WMO hosted a virtual diplomatic briefing on 2 July on plans for a Water and Climate Coalition aimed at building momentum on water and climate action through implementing concrete activities at the national, regional and global levels. It is intended that the coalition will bring together UN partners and Members, donor governments, private sector, non-governmental organizations and financial institutions.

“The impacts of climate change are felt through water: through floods, drought, coastal inundation, melting of glaciers and forest fires,” WMO Secretary-General Petteri Taalas told the briefing. “There is a need to invest more in disaster risk reduction, climate adaptation and resilience,” he said.

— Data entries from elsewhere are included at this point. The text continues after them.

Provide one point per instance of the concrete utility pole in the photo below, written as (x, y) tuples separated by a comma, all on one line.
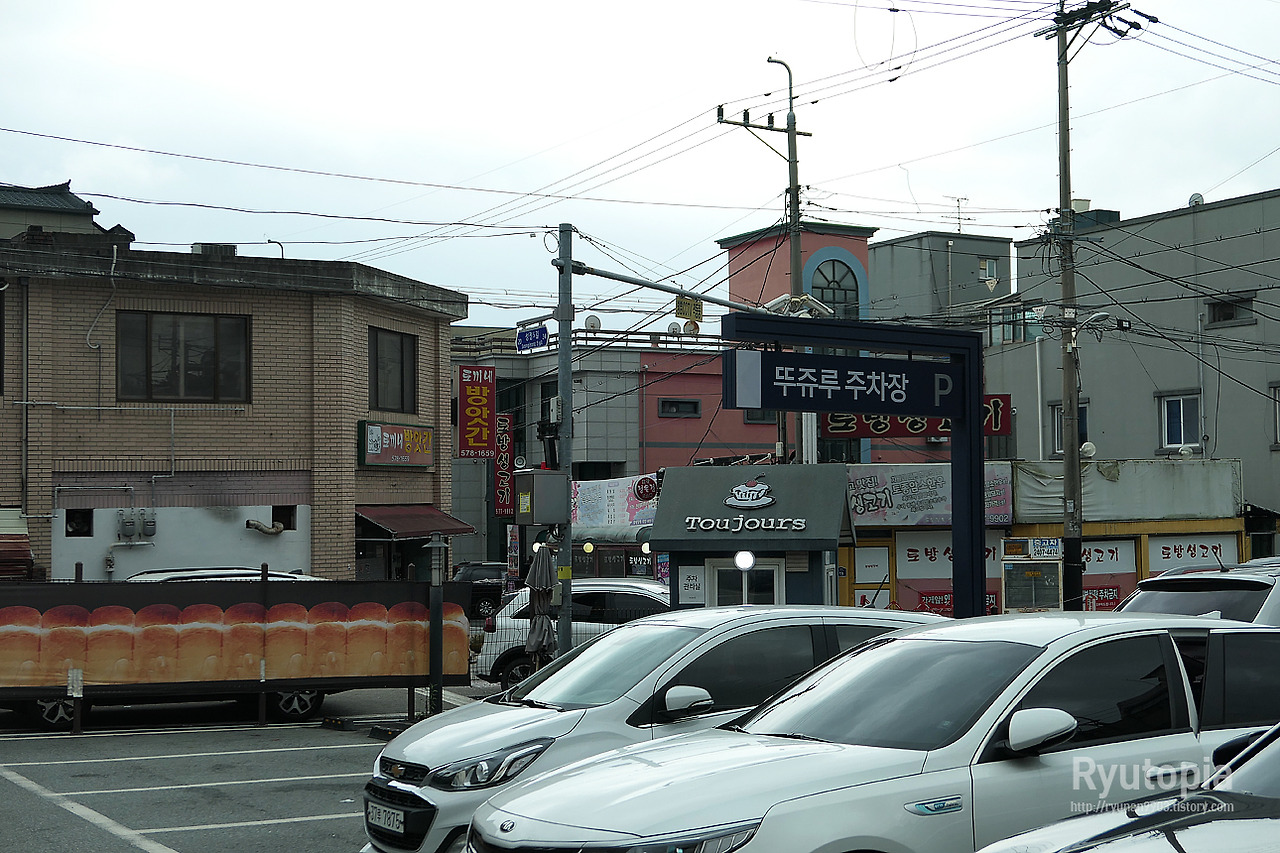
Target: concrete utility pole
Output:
[(565, 389), (807, 442), (1065, 23)]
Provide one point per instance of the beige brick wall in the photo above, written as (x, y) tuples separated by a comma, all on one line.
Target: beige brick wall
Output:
[(309, 373)]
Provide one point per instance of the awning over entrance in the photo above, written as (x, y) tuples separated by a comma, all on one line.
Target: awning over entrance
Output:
[(760, 507), (414, 520), (612, 534)]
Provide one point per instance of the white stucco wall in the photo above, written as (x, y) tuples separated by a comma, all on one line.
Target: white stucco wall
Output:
[(184, 537)]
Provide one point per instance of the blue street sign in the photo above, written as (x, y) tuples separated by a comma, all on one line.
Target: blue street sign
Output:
[(531, 338)]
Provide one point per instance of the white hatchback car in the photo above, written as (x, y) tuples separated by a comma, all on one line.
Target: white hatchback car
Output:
[(935, 739), (667, 674), (599, 605)]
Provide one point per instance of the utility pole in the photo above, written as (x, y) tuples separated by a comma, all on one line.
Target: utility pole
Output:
[(1065, 24), (565, 389), (807, 442)]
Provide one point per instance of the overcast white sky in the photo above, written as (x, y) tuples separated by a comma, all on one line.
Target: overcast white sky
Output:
[(446, 141)]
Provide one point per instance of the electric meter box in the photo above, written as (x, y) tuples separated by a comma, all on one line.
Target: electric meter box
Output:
[(542, 496)]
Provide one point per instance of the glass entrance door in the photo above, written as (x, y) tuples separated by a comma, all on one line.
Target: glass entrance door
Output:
[(760, 584)]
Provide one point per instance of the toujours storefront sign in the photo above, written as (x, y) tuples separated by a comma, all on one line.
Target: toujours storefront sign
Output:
[(792, 507), (743, 524)]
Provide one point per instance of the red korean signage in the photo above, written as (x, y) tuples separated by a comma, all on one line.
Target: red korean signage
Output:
[(478, 393), (397, 445), (503, 465), (997, 410)]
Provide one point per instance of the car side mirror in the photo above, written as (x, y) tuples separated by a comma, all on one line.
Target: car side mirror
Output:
[(1228, 751), (684, 701), (1033, 730)]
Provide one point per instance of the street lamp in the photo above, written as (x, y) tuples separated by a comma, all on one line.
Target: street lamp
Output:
[(435, 656)]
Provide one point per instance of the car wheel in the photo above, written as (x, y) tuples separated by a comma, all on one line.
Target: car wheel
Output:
[(516, 670), (56, 714), (295, 706)]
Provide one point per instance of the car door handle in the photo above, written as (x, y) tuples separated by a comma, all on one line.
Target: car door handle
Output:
[(1182, 770)]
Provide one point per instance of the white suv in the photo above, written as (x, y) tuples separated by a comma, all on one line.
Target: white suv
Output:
[(673, 673), (933, 739), (1246, 592), (599, 605)]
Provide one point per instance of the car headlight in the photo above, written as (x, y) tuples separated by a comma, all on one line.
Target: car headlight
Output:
[(723, 842), (487, 771)]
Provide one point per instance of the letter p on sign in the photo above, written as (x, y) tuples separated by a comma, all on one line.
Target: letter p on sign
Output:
[(941, 387)]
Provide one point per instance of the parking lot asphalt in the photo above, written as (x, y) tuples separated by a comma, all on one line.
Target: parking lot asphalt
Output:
[(196, 778)]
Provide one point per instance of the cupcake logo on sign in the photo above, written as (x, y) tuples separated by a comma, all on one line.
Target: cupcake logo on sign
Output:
[(752, 495)]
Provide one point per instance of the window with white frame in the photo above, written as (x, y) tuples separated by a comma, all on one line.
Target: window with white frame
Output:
[(1179, 420), (1275, 414), (182, 356), (392, 370), (1082, 419), (670, 407), (1232, 310)]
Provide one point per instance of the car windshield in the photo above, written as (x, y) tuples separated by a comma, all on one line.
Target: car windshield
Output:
[(602, 670), (910, 693), (1196, 597), (1260, 775)]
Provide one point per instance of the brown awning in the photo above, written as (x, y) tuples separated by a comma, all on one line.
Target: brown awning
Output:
[(414, 520)]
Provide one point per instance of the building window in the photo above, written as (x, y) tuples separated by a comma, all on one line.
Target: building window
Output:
[(835, 286), (1232, 310), (80, 523), (680, 409), (392, 370), (286, 515), (1013, 325), (182, 356), (1082, 419), (1275, 414), (1179, 420)]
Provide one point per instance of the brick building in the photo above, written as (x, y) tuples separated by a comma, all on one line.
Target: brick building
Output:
[(204, 409)]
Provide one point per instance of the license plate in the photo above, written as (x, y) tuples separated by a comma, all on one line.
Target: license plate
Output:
[(388, 819)]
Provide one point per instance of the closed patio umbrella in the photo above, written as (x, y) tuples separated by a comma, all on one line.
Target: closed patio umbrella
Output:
[(542, 629)]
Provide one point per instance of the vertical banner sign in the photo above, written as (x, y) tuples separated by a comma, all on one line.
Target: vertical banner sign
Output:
[(503, 464), (478, 392)]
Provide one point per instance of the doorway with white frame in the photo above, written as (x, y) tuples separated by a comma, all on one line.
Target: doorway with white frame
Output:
[(762, 582)]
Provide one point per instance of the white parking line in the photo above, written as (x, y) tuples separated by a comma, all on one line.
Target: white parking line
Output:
[(240, 824), (86, 813), (218, 784), (191, 755)]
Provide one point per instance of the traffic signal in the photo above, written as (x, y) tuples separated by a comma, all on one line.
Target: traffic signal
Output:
[(548, 433)]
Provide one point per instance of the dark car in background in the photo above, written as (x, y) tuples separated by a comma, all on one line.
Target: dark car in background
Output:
[(488, 583), (1247, 592), (1237, 808)]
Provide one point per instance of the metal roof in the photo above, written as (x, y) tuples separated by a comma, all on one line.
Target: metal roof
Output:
[(55, 199)]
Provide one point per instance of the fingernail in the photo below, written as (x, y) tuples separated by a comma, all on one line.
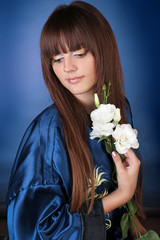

“Water stress is a global problem,” he said. It has negative impacts on economies, health and well-being and poses a threat to future GDP in large parts of the world. Food insecurity and hunger is once again on the rise. Population growth and climate change will join forces to increase the number of people facing water shortages, especially in parts of the Middle East, Africa and Asia.

WMO is committed to strengthening the flood and drought monitoring systems and to improving the exchange of hydrological data and information which is fundamental to decision-making, he told diplomats.

The briefing was organized with the UN Environment Programme, UNESCO and UN Water, as well as with the permanent missions of Finland, Germany and Tajikistan to the United Nations. It came one week ahead of the launch on 9 July of the UN-Water SDG 6 Global Acceleration Framework.

“The world is not on track to achieve the Sustainable Development Goal on water by 2030,” said Gilbert F. Houngbo, UN-Water Chair and President of the International Fund for Agricultural Development. He said that the COVID-19 pandemic had highlighted how many millions of people lacked access to water even to wash their hands.

“Drought appears to be a co-traveller with fragility,” said UNEP Executive Director Inger Anderson. With growing water scarcity, it is projected that in future one in four children under the age of 18 – or 600 million – will be living in areas of extreme water stress.

Water is a central part of all the sustainable development goals, not just SDG 6, said Shamila Nair-Bedouelle, Assistant Director-General for Natural Sciences at UNESCO. The acceleration of SDG6 would therefore yield multiple benefits for all sectors of society.